= Wendy Ruderman =

American journalist

 Wendy Ruderman (born in 1969 on Long Island, N.Y.) is an American journalist for the Philadelphia Inquirer and Philadelphia Daily News. She won with Barbara Laker the 2010 Pulitzer Prize for Investigative Reporting. Ruderman, along with Inquirer colleagues Barbara Laker and Dylan Purcell, was named a finalist for the 2019 Pulitzer for local reporting for “Toxic City: Sick Schools,” which examined how environmental hazards in Philadelphia schools deprive children of healthy spaces to learn and grow.

==Life==
Ruderman was raised in Cherry Hill, New Jersey and graduated from Western Maryland College, now McDaniel College, with a BA in communications in 1991. She was editor of The Williamstown Plain Dealer. In 1993, she worked in public relations at WHYY-TV and WHYY-FM. She graduated from Columbia University Graduate School of Journalism with an MS in 1997. She worked in the statehouse bureau of The Trenton Times,Associated Press and Bergen Record. She was a staff writer for The Philadelphia Inquirer, beginning in December 2002, before joining the Philadelphia Daily News in 2007. She and her Daily News colleague, Barbara Laker, won the 2010 Pulitzer Prize for investigative reporting for their work exposing a rogue narcotics squad with the Philadelphia Police Department.

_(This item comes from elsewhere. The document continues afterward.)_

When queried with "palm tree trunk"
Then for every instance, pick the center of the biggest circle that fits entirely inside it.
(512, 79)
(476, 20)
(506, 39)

The "Tainted Justice" series, brought about an FBI / Philadelphia Police internal affairs investigation.

Ruderman left the Daily News for The New York Times in 2012 and returned to the Daily News in August 2013. She currently works on the Investigations Team at The Philadelphia Inquirer. She was named a finalist for the 2019 Pulitzer Prize for Local Reporting for her work exposing toxins in Philadelphia schools.

Ruderman serves on the Ethics Advisory Council as part of the Ethics Program at Villanova's College of Liberal Arts and Sciences.

==Works==
- Busted: A Tale of Corruption and Betrayal in the City of Brotherly Love, HarperCollins, 2014, ISBN 978-0-06-208545-0
- The book has been optioned by a production company that is working on turning the story into a limited TV series. The New York Times Book Review section singled out “BUSTED: A Tale of Corruption and Betrayal in the City of Brotherly Love” as a true crime book that is “a personable and fast-reading ride.”

==Mackenzie Fierceton Controversy==

On November 22, 2020, Ruderman authored a story in the Philadelphia Inquirer about University of Pennsylvania student Mackenzie Fierceton winning a Rhodes Scholarship. Fierceton later withdrew from the Rhodes program admid controversy over how she characterized herself in various applications as a "first-generation, low-income" student.

After interviewing Fierceton for roughly twenty-five minutes, Ruderman published an article that began “Mackenzie Fierceton grew up poor.” Fierceton said she never described herself this way, and Ruderman acknowledged that Fierceton did not describe herself as poor. Still, Ruderman's language was used in the Rhodes Trust's investigation to support the allegation that Fiereceton misrepresented herself as growing up poor. The University of Pennsylvania's investigators did not find evidence that this misleading statement could be attributed to specific actions by Fierceton.